Flanked by black sprinters Tommie Smith and John Carlos, Norman mounted the dais in Mexico wearing a badge in support of the Olympic Project for Human Rights. What he didn’t know was that Smith and Carlos would join in with a civil rights salute. One snapshot later and history was made for the second time that day.


Outraged authorities reprimanded the athletes and while the record Norman set for the men’s 200-metre sprint still stands – no Australian athlete has beaten it – when icons were lined up to open the Sydney Olympics, Peter Norman was not among them.

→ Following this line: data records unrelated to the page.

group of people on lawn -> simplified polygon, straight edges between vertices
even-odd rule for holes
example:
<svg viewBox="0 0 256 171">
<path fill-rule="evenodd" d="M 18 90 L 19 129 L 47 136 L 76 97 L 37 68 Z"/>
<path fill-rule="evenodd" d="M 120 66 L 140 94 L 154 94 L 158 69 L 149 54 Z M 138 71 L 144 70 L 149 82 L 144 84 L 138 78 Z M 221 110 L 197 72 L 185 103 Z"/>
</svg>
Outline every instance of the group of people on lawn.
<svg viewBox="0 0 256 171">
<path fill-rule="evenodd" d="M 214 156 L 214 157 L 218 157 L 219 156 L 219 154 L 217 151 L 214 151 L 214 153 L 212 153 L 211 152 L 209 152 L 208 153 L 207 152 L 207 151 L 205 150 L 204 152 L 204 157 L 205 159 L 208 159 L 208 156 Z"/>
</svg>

Salute documents a man who was more than the white guy in the photo. “For the last 37 years no one knew who Peter was,” Matt Norman says. “That he stood up for human rights, that he wore the badge.


Without straining the point, his film managed to choke an audience of 1500 when it premiered at the Sydney Film Festival. “I always knew that it would affect people,” he muses, “but I didn’t expect a whole audience to have a tear in their eye.” An emotional crowd gave him a standing ovation. “Someone timed it, they rang to tell me. Five minutes, twenty four. Amazing…”

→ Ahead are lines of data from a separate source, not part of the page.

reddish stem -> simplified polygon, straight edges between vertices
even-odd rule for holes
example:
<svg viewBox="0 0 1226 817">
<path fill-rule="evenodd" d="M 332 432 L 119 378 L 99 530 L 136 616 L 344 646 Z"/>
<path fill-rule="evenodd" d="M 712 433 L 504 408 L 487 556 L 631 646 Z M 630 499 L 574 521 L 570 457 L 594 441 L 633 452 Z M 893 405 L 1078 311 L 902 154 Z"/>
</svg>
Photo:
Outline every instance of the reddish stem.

Perhaps learning a bitter lesson from Norman’s experiences, Australian voices are deafening by their absence. “Peter had a lot of great friends, but they didn’t want to talk. They have careers in the media and I think the last thing they wanted to do, especially with Tibet/China, was to put anyone out of place. Despite what Peter achieved, it shows that we’ve learned nothing.”


The US Track and Field Federation proclaimed the date of his funeral to be Peter Norman Day. In Sydney, a mural depicting one of the most significant moments in Australian sporting history languishes hidden behind roadside barriers.

Salute is in cinemas from July 17.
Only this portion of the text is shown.